L’iniziativa ha l’obiettivo di informare i futuri esseri umani (e non…) delle nostre conoscenze nei diversi settori della scienza, un vero e proprio messaggio nella bottiglia per chi verrà nel futuro.

Anche perché la capsula del tempo potrebbe rimanere ben custodita nel terreno anche per più di mezzo milione di anni prima che possa riemergere in seguito del sollevamento geologico, dell’innalzamento del livello del mare e dell’erosione di questa estrema zona della Terra.

L’iniziativa è stata occasione per celebrare il sessantesimo anniversario della stazione polare della Polonia, che ha iniziato la sua attività durante l’anno geofisico internazionale 1957-58.
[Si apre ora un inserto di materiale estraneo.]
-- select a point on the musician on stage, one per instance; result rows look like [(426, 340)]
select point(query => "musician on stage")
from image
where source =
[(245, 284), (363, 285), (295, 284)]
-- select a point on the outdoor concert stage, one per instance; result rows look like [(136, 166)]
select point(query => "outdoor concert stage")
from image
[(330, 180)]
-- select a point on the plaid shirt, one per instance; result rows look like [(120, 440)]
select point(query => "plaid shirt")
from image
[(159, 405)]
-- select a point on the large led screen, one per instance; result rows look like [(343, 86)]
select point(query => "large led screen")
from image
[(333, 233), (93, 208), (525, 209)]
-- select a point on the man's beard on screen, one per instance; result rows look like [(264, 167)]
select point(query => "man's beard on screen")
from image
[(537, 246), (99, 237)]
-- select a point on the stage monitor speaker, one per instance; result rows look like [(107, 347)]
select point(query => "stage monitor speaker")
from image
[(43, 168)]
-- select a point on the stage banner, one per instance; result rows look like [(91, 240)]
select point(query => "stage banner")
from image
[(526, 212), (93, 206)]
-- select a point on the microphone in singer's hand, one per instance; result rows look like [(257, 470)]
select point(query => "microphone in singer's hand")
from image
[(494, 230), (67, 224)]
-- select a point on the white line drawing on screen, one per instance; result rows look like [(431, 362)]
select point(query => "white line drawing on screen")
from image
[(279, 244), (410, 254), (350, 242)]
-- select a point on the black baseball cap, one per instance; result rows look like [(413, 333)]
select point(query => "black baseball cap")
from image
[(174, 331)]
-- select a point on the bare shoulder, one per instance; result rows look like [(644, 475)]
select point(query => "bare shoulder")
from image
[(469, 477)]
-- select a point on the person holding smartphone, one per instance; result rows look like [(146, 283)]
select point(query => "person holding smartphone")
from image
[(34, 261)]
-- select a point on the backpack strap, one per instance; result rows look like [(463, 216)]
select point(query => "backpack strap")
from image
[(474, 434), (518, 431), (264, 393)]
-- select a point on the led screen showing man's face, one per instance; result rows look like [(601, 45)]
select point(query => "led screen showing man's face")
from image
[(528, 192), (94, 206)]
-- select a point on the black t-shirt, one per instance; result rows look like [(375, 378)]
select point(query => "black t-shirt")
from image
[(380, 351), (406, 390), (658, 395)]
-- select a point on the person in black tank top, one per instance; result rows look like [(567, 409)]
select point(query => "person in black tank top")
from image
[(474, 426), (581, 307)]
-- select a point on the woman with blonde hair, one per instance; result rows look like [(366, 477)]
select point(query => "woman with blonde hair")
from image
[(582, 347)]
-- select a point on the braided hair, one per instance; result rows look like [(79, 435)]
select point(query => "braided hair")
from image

Un vero e proprio mini memoriale, dunque, voluto in particolare da uno degli specialisti di permafrost dell’Istituto polacco di scienze geofisiche, Marek Lewandowski, che ha selezionato gli oggetti per la capsula del tempo consultandosi con tanti colleghi a livello internazionale per capire quali potevano essere i migliori per dare l’idea del nostro scientifico stato dell’arte. Il professore e gli altri ricercatori hanno anche lasciato le loro impronte digitali all’interno di alcuni tappi del contenitore, come racconta un articolo pubblicato sul numero di settembre della rivista Gondwana Research.